In most of the time after its establishment, Weilai, Xiaopeng and Ideal have stolen most of the attention, and the sales position of these car companies is relatively fixed, generally Weilai ranks first, Xiaopeng second, and ideal third.

Occasionally, at certain moments, the ideal can also rush to the second position.

But by the second half of the year, things had changed a bit.

On the one hand, the sales volume of Xiaopeng Automobile has suddenly risen. Xiaopeng delivered more than 10,000 yuan in September, October and November for three consecutive months, and officially became the first delivery volume of "new car-making forces" in China with a data of more than 15,000 units in November.

In the same month, Ideal ranked second with 13,485 vehicles, and Weilai ranked third with 10,878 vehicles.

At the same time as the internal changes of "Wei Xiaoli", the "new forces of second-line car manufacturing" that had been considered to have no hope before also began to exert force, and the typical representative of it was Nezha Automobile.

From January to November this year, Nezha delivered 59,547 vehicles, up 393% year-on-year, becoming the fourth "new car-making force". During the Shanghai Auto Show, Zhou Hongyi, founder of 360 Group, appeared at the Nezha Automobile booth and officially announced a strategic investment in Nezha in May, becoming the second largest shareholder of the latter.

This is a far-reaching reconstruction of the domestic "new car-making forces" - in the past few years, Xiaopeng Automobile has hardly won the first position, and its voice is not as loud as that of Weilai Automobile and the ideal car.

This is related to the rich product line of Xiaopeng Motors, in the "Wei Xiaoli" combination composed of Weilai Xiaopeng Ideal, Xiaopeng Automobile is the only car company that has both SUV models and car models.

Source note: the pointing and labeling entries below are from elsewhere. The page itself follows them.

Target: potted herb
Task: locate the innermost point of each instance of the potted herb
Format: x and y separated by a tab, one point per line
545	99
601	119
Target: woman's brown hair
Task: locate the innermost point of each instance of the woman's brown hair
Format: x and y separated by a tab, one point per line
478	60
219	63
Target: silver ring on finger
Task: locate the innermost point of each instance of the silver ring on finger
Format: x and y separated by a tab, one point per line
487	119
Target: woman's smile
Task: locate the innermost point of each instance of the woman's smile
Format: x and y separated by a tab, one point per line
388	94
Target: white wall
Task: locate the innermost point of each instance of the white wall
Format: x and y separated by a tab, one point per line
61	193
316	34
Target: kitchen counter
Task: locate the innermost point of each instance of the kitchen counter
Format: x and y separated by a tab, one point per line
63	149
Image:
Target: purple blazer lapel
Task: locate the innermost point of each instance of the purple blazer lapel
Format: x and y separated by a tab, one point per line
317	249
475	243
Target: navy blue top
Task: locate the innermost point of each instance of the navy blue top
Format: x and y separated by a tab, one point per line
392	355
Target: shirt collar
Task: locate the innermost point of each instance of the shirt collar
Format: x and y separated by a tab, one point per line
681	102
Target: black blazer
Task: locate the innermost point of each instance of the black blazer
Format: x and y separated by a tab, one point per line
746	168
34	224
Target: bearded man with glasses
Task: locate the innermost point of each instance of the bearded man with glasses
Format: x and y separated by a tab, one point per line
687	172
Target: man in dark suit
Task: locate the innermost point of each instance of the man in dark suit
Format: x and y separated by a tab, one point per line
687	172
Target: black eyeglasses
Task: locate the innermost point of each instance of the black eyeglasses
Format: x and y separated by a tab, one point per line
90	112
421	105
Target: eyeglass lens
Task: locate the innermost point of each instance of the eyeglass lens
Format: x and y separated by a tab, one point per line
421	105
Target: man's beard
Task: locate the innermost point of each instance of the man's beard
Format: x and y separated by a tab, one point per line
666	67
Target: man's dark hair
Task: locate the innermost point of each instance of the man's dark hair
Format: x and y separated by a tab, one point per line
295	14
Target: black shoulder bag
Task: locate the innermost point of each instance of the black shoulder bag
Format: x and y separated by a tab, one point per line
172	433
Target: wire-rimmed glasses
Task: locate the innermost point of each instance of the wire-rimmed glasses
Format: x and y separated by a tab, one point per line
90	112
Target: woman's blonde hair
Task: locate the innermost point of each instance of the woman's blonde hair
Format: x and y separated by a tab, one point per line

In addition, the top of the delivery volume is also related to the "smart" label created by Xiaopeng Motors, which has aroused the interest of some young users.

The tight supply chain has brought great fluctuations to the three-strong pattern of new car-making forces, and also posed challenges to the supply chain management of various car companies. In the future, the sales competition among the head players of the new car-making forces will be more glued.

The "new forces" that fell in 2021

In July, Byton Automobile was officially filed for bankruptcy and restructuring, and the new car-making force that burned out 8.4 billion yuan of financing ultimately failed to achieve mass production offline.

One of the most widely concerned points is that Byton is known for extravagance and waste, and its offices in North America have about 300 employees, but in 2018, the cost of buying snacks alone exceeded $7 million.

At the end of December, Bojun Automobile, another new car-making force also located in Nanjing, was officially filed for bankruptcy reorganization.

The trajectories of the two companies are similar, and both have experienced hot events such as employee salary bargaining after the financing burned out.

Their ending also shows that the "new forces of car manufacturing" have ended the era of blindfolded running, and car manufacturing is no longer an "outlet" that can use PPT to pull a large amount of financing.

Perhaps the most unfortunate are the employees, who are torn between one car company and another.